Why did scientists agree to use one system of measurement and how is it affecting research? The trouble of converting research findings made it necessary to adopt a single measurement system. Scientists wanted to spend the least time possible on conversions.
A common system would also reduce the need to carry along conversion tools while studying. A scholar reading a paper while traveling would require calculators to convert the units used in research. However, the SI unit made it possible to use a similar system. Through the system, every reader understands the figures and numbers without the need to tag calculators and converters along.
Basic units of research measurement
There are seven basic units used in research measurement. The SI units are
- Meters for measuring length. Scientists use the symbol (m) to indicate meters. You may find smaller units in relation to the principle unit. These units include centimeters, millimeters, and kilometers.
- Kilograms are used to measure the mass of an object. The symbol used is kg. The derivatives arising out of kilograms include grams.
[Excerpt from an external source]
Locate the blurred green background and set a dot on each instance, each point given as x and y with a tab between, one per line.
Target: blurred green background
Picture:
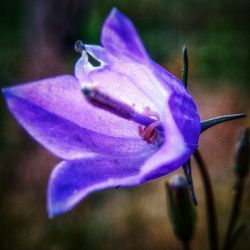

- Time is measured in seconds. It is indicated as (s). Time comes with multiple derivatives such as hours, minutes, and days.
- Amperes are used to measure electric current and are indicated as A. You may find other units like watts and kilowatts when describing electricity.
- Candela is used to measuring luminous intensity. It is indicated as cd.
- Scientists use moles to measure the amount of substance. They use mol as the symbol.
- Kelvin is used to measure temperature. You will find the symbol (k) used to represent temperature.
The above measuring units help scientists to determine the units of substances they would need in research. But why do we need to measure? Because research is sometimes empirical. We have to quantify the conclusions we have arrived at while writing.
The figures indicated during research also communicate. It will be impossible to communicate without agreeing on the units to use. It makes empirical figures so important in research.
Derivatives
What system of measurement do scientists use? Scientists use different measurement units based on the item in question. They may measure velocity, which is calculated as distance per time unit. The dimensions are m/s. The calculations used in this case are derivatives of the basic measuring units.
You may be wondering, why are units important in science? The units, whether they are derivatives or SI units, help to standardize research. A researcher working on a paper in Europe will be understood without doubt by a scholar reading the same paper a continent away in the US.
Measuring units standardize research work. It helps scholars to communicate effectively without the need for translation and conversion. Using the SI units, it will be easy to decode the research message captured in academic work by different authors.